In addition, when the alkyl chain is branched or cyclic, the branched carbon is easily subjected to electrical oxidation or reduction, so that the preferable alkyl difference is linear.

The alkyl group in this embodiment is preferably an alkyl group having a long chain length. That is, an alkyl group such as an ethyl group, a propyl group, a butyl group, a pentyl group, a hexyl group, a heptyl group, an octyl group, a nonyl group, a decyl group, and an eicosanyl group is preferable to a methyl group.

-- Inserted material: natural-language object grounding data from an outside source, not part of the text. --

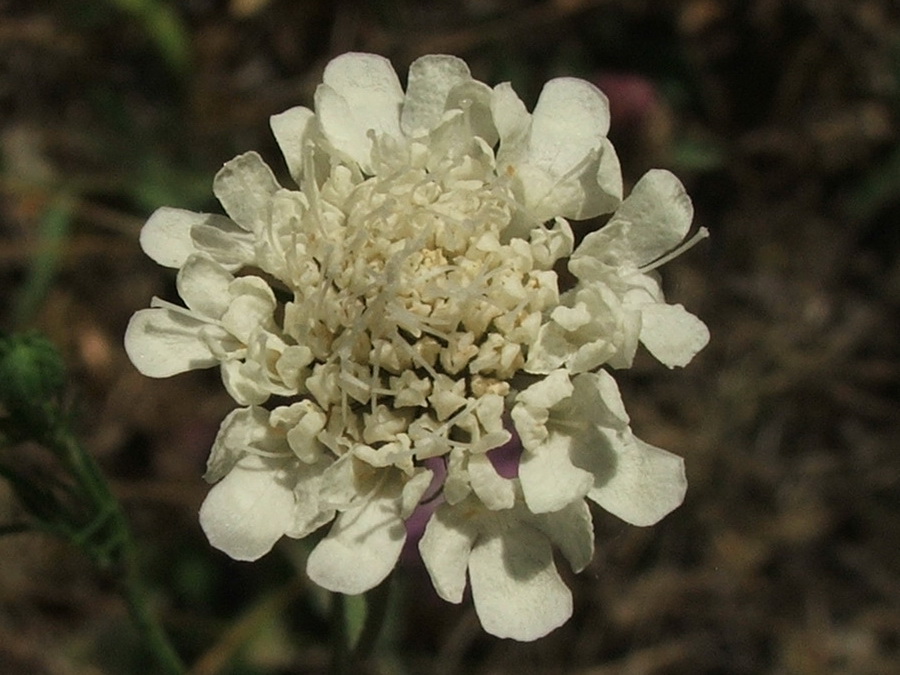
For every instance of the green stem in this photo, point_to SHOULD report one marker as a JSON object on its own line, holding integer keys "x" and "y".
{"x": 341, "y": 657}
{"x": 116, "y": 547}
{"x": 377, "y": 601}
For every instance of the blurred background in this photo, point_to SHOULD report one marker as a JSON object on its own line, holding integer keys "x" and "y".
{"x": 781, "y": 117}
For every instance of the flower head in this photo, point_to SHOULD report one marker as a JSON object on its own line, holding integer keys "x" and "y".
{"x": 401, "y": 305}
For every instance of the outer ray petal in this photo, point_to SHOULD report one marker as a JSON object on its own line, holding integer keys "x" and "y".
{"x": 362, "y": 547}
{"x": 162, "y": 342}
{"x": 645, "y": 484}
{"x": 431, "y": 78}
{"x": 517, "y": 590}
{"x": 249, "y": 510}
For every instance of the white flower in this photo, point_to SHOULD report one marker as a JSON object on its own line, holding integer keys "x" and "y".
{"x": 400, "y": 303}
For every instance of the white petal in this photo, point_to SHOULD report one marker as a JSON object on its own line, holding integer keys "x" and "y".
{"x": 244, "y": 187}
{"x": 672, "y": 334}
{"x": 203, "y": 285}
{"x": 359, "y": 93}
{"x": 292, "y": 129}
{"x": 241, "y": 383}
{"x": 430, "y": 80}
{"x": 551, "y": 349}
{"x": 512, "y": 121}
{"x": 225, "y": 241}
{"x": 248, "y": 510}
{"x": 445, "y": 548}
{"x": 251, "y": 307}
{"x": 517, "y": 590}
{"x": 494, "y": 491}
{"x": 166, "y": 236}
{"x": 571, "y": 530}
{"x": 598, "y": 393}
{"x": 652, "y": 221}
{"x": 361, "y": 549}
{"x": 162, "y": 342}
{"x": 475, "y": 98}
{"x": 241, "y": 429}
{"x": 309, "y": 512}
{"x": 549, "y": 479}
{"x": 570, "y": 119}
{"x": 644, "y": 484}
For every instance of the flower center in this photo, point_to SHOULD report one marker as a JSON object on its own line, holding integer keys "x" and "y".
{"x": 416, "y": 314}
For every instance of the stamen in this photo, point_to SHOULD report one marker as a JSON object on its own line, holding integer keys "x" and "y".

This is because the use of an alkyl group having a long chain length facilitates the interaction between the host material and the dopant material, and as a result, the dopant material is more easily dispersed.
On the other hand, when the chain length of the alkyl group is short, it is considered to be behind the substituents around the alkyl group, and the alkyl group is unlikely to interact with other molecules. However, when the chain length of the alkyl group is excessively long, the glass transition point of the material itself is likely to be lowered and the heat resistance may be poor. From such a viewpoint, the alkyl group suitably used in the present embodiment is an ethyl group, a propyl group, a butyl group, or a pentyl group, particularly preferably an ethyl group, a propyl group, or a butyl group, Most preferred are ethyl group and propyl group.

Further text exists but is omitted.